Tuesday, March 4, 2014

Flights of Passage: reflections of a World War II aviator by Samuel Hynes




This book, first published 26 years ago, successfully evokes the picture of what it was like for a young man aged 19 to enter the service, learn how to fly, and be shipped to the Pacific, to participate in the final days of World War II. Hynes spent 2 years and 8 months away from his home, going in as a scared teenager and exiting as a flier, a married man and one who had experienced combat. 

Hynes became an academic and is now retired from Princeton, where he was the Woodrow Wilson Professor of Literature. (We have four of his books on literary criticism, in addition to this memoir.)  Hynes wrote “Flights of Passage” forty years after the war, but pretty well succeeds with his aim to write it from the sensibility of the 19 year old, not from the professor’s viewpoint.  It might be because of this, but it is not a “deep” story.  We can identify and root for the young man who wants to succeed, not fail, and who also wants to fit in. When we hear of deaths and tragedies, however, they are duly noted and passed over…sometimes Hynes remarks on how the Japanese kamikaze attacks struck he and the others as being alien to themselves – and how strange it was to inhabit islands where the original inhabitants has all been transported elsewhere, so the Americans could dig in and fight. 

What stays with you is the instincts of the young, particularly the young men, and how they settle into whatever huts or barracks are offered, take on the routine that is set out for them, and still manage to keep their individuality, their pranks, their anger and their simple high spirits.  You realize that the age old tradition of the comic song was alive and well in those days, and belting out irreverent and (sometimes) obscene lyrics was a common pastime.  Details like describing the songs, and how they were sung, help to recreate that age, before TV, when simple kids really were simple, and even the smart alecks not that much more sophisticated.

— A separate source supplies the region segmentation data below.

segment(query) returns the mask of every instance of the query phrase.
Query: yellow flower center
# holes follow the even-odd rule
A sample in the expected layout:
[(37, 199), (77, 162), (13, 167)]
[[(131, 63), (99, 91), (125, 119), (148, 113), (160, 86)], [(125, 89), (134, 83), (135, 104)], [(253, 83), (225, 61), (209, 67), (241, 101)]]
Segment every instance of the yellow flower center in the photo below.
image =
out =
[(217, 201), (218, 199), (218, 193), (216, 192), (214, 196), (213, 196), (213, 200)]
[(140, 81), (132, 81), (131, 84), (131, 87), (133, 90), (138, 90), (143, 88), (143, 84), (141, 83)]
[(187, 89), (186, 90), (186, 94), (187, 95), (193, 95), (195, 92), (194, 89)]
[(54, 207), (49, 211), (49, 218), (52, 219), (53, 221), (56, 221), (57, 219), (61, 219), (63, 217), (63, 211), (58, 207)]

Another nice touch throughout the book is Hyne’s description of flying.  Beautiful imagery captures the lyricism of flight as well as the danger - from wind and clouds, from fog and dark night.  Hynes explains the technical aspects of flying enough to give the reader an approximate understanding of maneuvers, without overwhelming us.  You can see, from his description of the training, why everyone can’t be a flier.  Not everyone can learn to fly in darkness, over land and sea, and roll a plane upside down and come out of it, which Hynes said at first felt like sheer suicide. 

This is a good memoir, not just for finding out what life was like for fliers in the Pacific, but to glimpse the war from their viewpoint - more as a necessary evil, something that got them in the air and gave them something to fly for.